Bayesian Statistics does take into account this evidence. We can illustrate this by taking a look at Baye’s theorem:

Baye’s Theoram

The probability P(H) in our equation is basically our frequency analysis; given our prior data what is the probability of our event occurring. The P(E|H) in our equation is called the likelihood and is essentially the probability that our evidence is correct, given the information from our frequency analysis. For example, if you wanted to roll the die 10,000 times, and the first 1000 rolls you got all 6 you’d start to get pretty confident that that die is loaded! The P(E) is the probability that the actual evidence is true. If I told you the die is loaded, can you trust me and say it’s actually loaded or do you think it’s a trick?!

If our frequency analysis is very good then it’ll have some weight in saying that yes our guess of 6 is true. At the same time we take into account our evidence of the loaded die, if it’s true or not based on both its own prior and the frequency analysis. As you can see from the layout of the equation Bayesian statistics takes everything into account. Use it whenever you feel that your prior data will not be a good representation of your future data and results.

贝叶斯统计

完全理解我们使用贝叶斯统计的原因要求我们首先了解频率统计失败的局限性。频率统计是大多数人在听到“概率”一词时所考虑的统计数据类型。它涉及应用数学来分析某些事件发生的概率，具体而言，我们计算的唯一数据是先验数据。
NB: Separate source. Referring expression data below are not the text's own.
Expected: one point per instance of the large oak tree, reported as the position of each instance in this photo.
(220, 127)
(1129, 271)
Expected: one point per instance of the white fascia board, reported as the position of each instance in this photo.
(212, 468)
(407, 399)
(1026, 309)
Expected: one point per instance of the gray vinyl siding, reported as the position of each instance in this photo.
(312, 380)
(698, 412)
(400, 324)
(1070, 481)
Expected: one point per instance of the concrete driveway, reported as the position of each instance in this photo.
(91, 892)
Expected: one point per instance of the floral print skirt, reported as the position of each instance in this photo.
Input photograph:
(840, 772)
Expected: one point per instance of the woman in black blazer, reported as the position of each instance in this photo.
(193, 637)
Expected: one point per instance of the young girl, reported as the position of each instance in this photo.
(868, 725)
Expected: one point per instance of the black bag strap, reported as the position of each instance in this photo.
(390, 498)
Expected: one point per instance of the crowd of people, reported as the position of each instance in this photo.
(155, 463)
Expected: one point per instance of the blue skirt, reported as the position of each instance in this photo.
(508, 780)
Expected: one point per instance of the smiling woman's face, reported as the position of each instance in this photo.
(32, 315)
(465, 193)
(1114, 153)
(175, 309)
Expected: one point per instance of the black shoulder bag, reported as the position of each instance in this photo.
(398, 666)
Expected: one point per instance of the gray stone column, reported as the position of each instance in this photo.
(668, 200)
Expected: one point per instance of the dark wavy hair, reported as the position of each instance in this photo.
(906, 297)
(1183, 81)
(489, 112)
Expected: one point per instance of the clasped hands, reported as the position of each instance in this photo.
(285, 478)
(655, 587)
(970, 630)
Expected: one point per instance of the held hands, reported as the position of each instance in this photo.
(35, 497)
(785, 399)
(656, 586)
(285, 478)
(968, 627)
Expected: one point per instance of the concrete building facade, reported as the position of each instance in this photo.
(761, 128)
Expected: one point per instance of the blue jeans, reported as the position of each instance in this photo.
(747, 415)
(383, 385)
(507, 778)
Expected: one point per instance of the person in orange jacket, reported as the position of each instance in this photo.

我们来看一个例子。假设我给你一个骰子，并问你得到6的机会是多大。大多数人只会说它是1/6。事实上，如果我们要进行频率分析，我们会看有人扔10000次并计算每个数字的频率; 它会大致达到1/6。

但是如果有人告诉你，给你的特定骰子总是落在6上呢？由于频率分析仅考虑了先前的数据，因此没有考虑向您提供有关正在装载的模具的证据。

贝叶斯统计确实考虑了这一证据。我们可以通过看一下Baye定理来说明这一点：

贝叶斯理论

我们方程中的概率P（H）基本上是我们的频率分析; 鉴于我们之前的数据，我们的事件发生的概率是多少。根据我们频率分析的信息，我们方程中的P（E | H）被称为似然概率，基本上是我们的证据是正确的概率。例如，如果你想要将模具滚动10000次，而前1000次滚动你得到全部是6，你就会开始相信这个模具已加载！ P（E）是实际证据为真的概率。如果我告诉你骰子被装上了，你能相信我并说它实际装了，或者你认为这是一个技巧。

如果我们的频率分析非常好，那么它就会有一定的分量来表示我们对6的猜测是正确的。同时，我们考虑到我们的装载模具的证据，如果它是真实的或不是基于它自己的先前和频率分析。从方程式的布局可以看出，贝叶斯统计将一切都考虑在内。只要你认为先前的数据不能很好地代表你未来的数据和结果，请使用它。